Let’s hope Linda isn’t waiting by the phone. (That’s something people did in the ’80s.) Because Mr. T’s book is still out in circulation, with no cover blurb from brother Nate to warn the unwary reader. One T fan writes on Amazon that the book’s “an inspiration” and “ranks with THEY CALL ME ASSASSIN by Jack Tatum.”
I’m not sure I’d put Man With the Gold up there with Tatum’s modern classic, but I will say that Mr. T had every right to be annoyed at his siblings for taking shots at him. After all, he was writing an autobiography. The autobiographer writes about what he remembers, not what’s true. (If the author happens to suffer from delusions of grandeur, all the better for sales.) But now T’s opus, instead of disappearing into the folds of time like A-Team co-star Dirk Benedict’s memoir, is a featured text of the Drama Desk Award-winning Celebrity Autobiography, in which performers give mostly straight-faced readings from the books of the famous and pseudo-famous. (The tagline for the show: “We couldn’t make this stuff up!”)
It was perhaps inevitable that someone would come up with the idea for Celebrity Autobiography – and that it would become an enduring stage hit. Autobiographies are odd literary ducks. Have you noticed how first wives consistently get the shaft in them? Jane Wyman receives one whole sentence in Ronald Reagan’s autobiography. (They had three children together and were married for eight years.) Eliot Ness’s first two wives are zapped into nonexistence by his book, The Untouchables.

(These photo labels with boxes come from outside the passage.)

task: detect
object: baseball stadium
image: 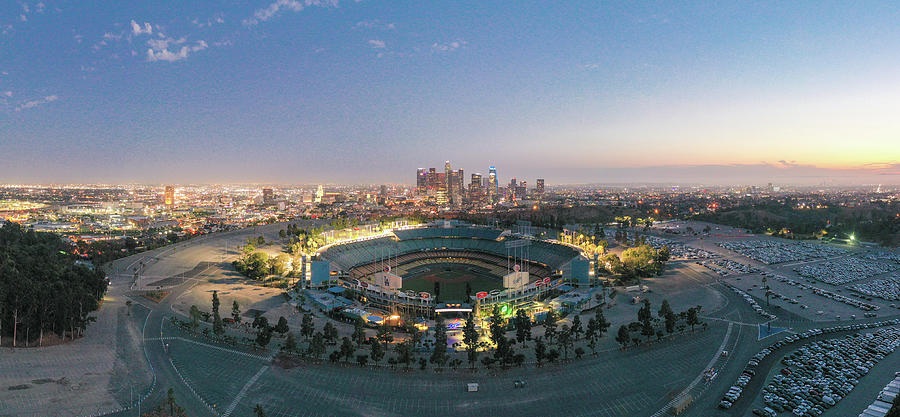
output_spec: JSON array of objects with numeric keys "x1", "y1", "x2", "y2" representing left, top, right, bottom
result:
[{"x1": 319, "y1": 223, "x2": 587, "y2": 316}]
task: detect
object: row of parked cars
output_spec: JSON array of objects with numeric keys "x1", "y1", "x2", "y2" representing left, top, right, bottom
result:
[
  {"x1": 794, "y1": 256, "x2": 898, "y2": 285},
  {"x1": 763, "y1": 272, "x2": 881, "y2": 311},
  {"x1": 858, "y1": 249, "x2": 900, "y2": 264},
  {"x1": 719, "y1": 319, "x2": 900, "y2": 410},
  {"x1": 847, "y1": 273, "x2": 900, "y2": 301},
  {"x1": 723, "y1": 282, "x2": 778, "y2": 320},
  {"x1": 762, "y1": 328, "x2": 900, "y2": 417},
  {"x1": 859, "y1": 372, "x2": 900, "y2": 417},
  {"x1": 719, "y1": 240, "x2": 847, "y2": 265}
]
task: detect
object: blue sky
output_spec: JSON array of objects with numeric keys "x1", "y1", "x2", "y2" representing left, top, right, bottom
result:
[{"x1": 0, "y1": 0, "x2": 900, "y2": 183}]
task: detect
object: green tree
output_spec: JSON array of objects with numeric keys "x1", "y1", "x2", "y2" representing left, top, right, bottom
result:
[
  {"x1": 353, "y1": 318, "x2": 366, "y2": 345},
  {"x1": 341, "y1": 337, "x2": 356, "y2": 362},
  {"x1": 322, "y1": 321, "x2": 337, "y2": 343},
  {"x1": 544, "y1": 310, "x2": 557, "y2": 343},
  {"x1": 463, "y1": 313, "x2": 479, "y2": 369},
  {"x1": 306, "y1": 332, "x2": 325, "y2": 359},
  {"x1": 274, "y1": 316, "x2": 290, "y2": 335},
  {"x1": 616, "y1": 325, "x2": 631, "y2": 347},
  {"x1": 572, "y1": 314, "x2": 584, "y2": 341},
  {"x1": 431, "y1": 315, "x2": 448, "y2": 367},
  {"x1": 515, "y1": 308, "x2": 531, "y2": 344},
  {"x1": 356, "y1": 355, "x2": 369, "y2": 366},
  {"x1": 375, "y1": 322, "x2": 394, "y2": 343},
  {"x1": 166, "y1": 388, "x2": 175, "y2": 416},
  {"x1": 687, "y1": 307, "x2": 700, "y2": 333},
  {"x1": 300, "y1": 313, "x2": 316, "y2": 340},
  {"x1": 638, "y1": 298, "x2": 656, "y2": 339},
  {"x1": 557, "y1": 324, "x2": 574, "y2": 359},
  {"x1": 534, "y1": 336, "x2": 547, "y2": 366},
  {"x1": 665, "y1": 310, "x2": 676, "y2": 334},
  {"x1": 256, "y1": 327, "x2": 272, "y2": 348},
  {"x1": 190, "y1": 305, "x2": 200, "y2": 332},
  {"x1": 231, "y1": 300, "x2": 241, "y2": 324},
  {"x1": 657, "y1": 299, "x2": 672, "y2": 318},
  {"x1": 370, "y1": 339, "x2": 384, "y2": 365}
]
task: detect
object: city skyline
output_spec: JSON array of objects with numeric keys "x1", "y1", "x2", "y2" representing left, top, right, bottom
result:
[{"x1": 0, "y1": 0, "x2": 900, "y2": 184}]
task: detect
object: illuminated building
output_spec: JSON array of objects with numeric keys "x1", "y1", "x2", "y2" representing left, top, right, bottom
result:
[
  {"x1": 416, "y1": 168, "x2": 428, "y2": 194},
  {"x1": 163, "y1": 185, "x2": 175, "y2": 207},
  {"x1": 488, "y1": 167, "x2": 500, "y2": 202}
]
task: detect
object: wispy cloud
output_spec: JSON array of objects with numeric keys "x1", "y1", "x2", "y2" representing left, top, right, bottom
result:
[
  {"x1": 15, "y1": 95, "x2": 59, "y2": 111},
  {"x1": 243, "y1": 0, "x2": 337, "y2": 26},
  {"x1": 147, "y1": 38, "x2": 209, "y2": 62},
  {"x1": 431, "y1": 39, "x2": 469, "y2": 52},
  {"x1": 191, "y1": 13, "x2": 225, "y2": 28},
  {"x1": 353, "y1": 19, "x2": 397, "y2": 30},
  {"x1": 131, "y1": 20, "x2": 153, "y2": 36}
]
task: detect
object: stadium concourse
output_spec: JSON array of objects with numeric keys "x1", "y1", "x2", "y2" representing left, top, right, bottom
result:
[{"x1": 310, "y1": 222, "x2": 593, "y2": 316}]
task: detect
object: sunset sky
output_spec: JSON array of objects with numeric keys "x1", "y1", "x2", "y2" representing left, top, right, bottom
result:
[{"x1": 0, "y1": 0, "x2": 900, "y2": 184}]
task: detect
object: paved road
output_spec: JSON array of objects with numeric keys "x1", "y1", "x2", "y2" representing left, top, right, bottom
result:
[{"x1": 10, "y1": 219, "x2": 896, "y2": 416}]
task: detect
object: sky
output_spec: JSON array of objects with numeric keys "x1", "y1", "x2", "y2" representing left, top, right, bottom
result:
[{"x1": 0, "y1": 0, "x2": 900, "y2": 184}]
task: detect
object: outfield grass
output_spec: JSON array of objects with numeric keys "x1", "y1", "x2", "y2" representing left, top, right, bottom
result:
[{"x1": 402, "y1": 264, "x2": 503, "y2": 302}]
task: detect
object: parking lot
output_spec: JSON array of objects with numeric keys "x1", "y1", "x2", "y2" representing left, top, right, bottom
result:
[{"x1": 762, "y1": 327, "x2": 900, "y2": 416}]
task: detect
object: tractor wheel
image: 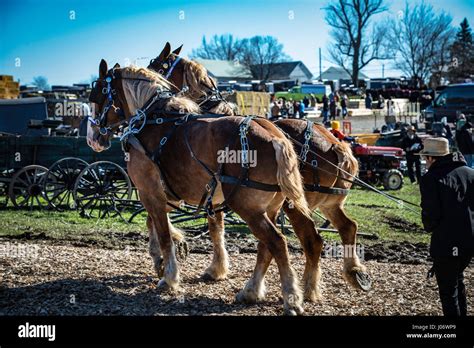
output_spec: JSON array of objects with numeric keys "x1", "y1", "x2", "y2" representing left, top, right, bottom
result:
[{"x1": 382, "y1": 169, "x2": 403, "y2": 190}]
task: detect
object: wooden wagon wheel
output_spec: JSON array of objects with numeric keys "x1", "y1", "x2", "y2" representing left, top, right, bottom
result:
[
  {"x1": 8, "y1": 164, "x2": 48, "y2": 209},
  {"x1": 73, "y1": 161, "x2": 132, "y2": 218},
  {"x1": 0, "y1": 173, "x2": 9, "y2": 209},
  {"x1": 43, "y1": 157, "x2": 89, "y2": 210}
]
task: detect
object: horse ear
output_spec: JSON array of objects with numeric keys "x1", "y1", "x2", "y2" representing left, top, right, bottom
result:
[
  {"x1": 99, "y1": 59, "x2": 109, "y2": 79},
  {"x1": 158, "y1": 42, "x2": 171, "y2": 61},
  {"x1": 173, "y1": 45, "x2": 183, "y2": 56}
]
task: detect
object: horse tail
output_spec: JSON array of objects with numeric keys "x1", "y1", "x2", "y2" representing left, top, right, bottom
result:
[
  {"x1": 333, "y1": 141, "x2": 359, "y2": 188},
  {"x1": 272, "y1": 137, "x2": 312, "y2": 219}
]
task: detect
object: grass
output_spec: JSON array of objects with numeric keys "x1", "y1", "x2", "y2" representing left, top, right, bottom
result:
[{"x1": 0, "y1": 184, "x2": 429, "y2": 247}]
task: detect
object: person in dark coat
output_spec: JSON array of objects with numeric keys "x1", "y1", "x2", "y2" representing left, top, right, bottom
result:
[
  {"x1": 420, "y1": 138, "x2": 474, "y2": 316},
  {"x1": 323, "y1": 94, "x2": 329, "y2": 124},
  {"x1": 365, "y1": 92, "x2": 373, "y2": 110},
  {"x1": 402, "y1": 126, "x2": 423, "y2": 184},
  {"x1": 329, "y1": 93, "x2": 337, "y2": 120},
  {"x1": 456, "y1": 117, "x2": 474, "y2": 168},
  {"x1": 303, "y1": 96, "x2": 309, "y2": 108}
]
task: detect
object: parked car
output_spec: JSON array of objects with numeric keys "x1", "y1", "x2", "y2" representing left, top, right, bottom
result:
[
  {"x1": 275, "y1": 84, "x2": 331, "y2": 103},
  {"x1": 423, "y1": 83, "x2": 474, "y2": 130}
]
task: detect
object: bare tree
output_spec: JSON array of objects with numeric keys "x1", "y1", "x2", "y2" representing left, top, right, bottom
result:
[
  {"x1": 388, "y1": 2, "x2": 454, "y2": 87},
  {"x1": 191, "y1": 34, "x2": 290, "y2": 80},
  {"x1": 325, "y1": 0, "x2": 389, "y2": 86},
  {"x1": 241, "y1": 36, "x2": 291, "y2": 81},
  {"x1": 190, "y1": 34, "x2": 243, "y2": 60}
]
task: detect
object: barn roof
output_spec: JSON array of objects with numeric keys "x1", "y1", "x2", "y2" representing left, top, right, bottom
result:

In his bestselling 2009 autobiography, Open, tennis star Andre Agassi insists he never actually wanted to marry Brooke Shields. For weeks while thinking about how to pop the question, he was “like a murderer, plotting, thinking constantly of the time and the place,” he wrote. “Except that a murderer has a motive.”
Do you buy it? Did Agassi carefully plan the perfect proposal, jet Shields off to a private beach in Hawaii, and then, at the moment his longtime girlfriend tearily said yes, feel not joy or relief but regret?
It’s possible, sure. People get married for the wrong reasons all the time and some of them are self-aware enough to recognize their mistakes – sometimes as they’re making them. More likely, Agassi is fudging things in his book.
If the above passage from Open is a lie, it’s for an understandable reason. Do you think Steffi Graf, Agassi’s current wife, would enjoy reading about how happy Agassi was when he proposed to a gorgeous movie star? Do you think Agassi wanted her to read about how happy that gorgeous movie star once made him? Let’s face it: there really was no way Brooke Shields was going to end up looking good in the book.
When he was still in his twenties, the late British critic Kenneth Tynan decided he would write the first entirely truthful autobiography, with all the “snarling, retching and wanking” included. It’s a compelling idea, someone writing honestly – truly honestly – about their heart being broken, about their embarrassing failures and greed and nastiness. But you probably won’t be surprised to learn that Tynan ultimately decided to zero in on the wanking – he created the erotic revue Oh! Calcutta! – and left the autobiography undone. One can’t help but conclude that the Marquise de Maintenon, the second wife of Louis XIV, had it right 300 years ago. She wrote: “I shall not write my life. I cannot tell everything, and what I could tell would not be believed.”
If only Mr. T had followed her lead.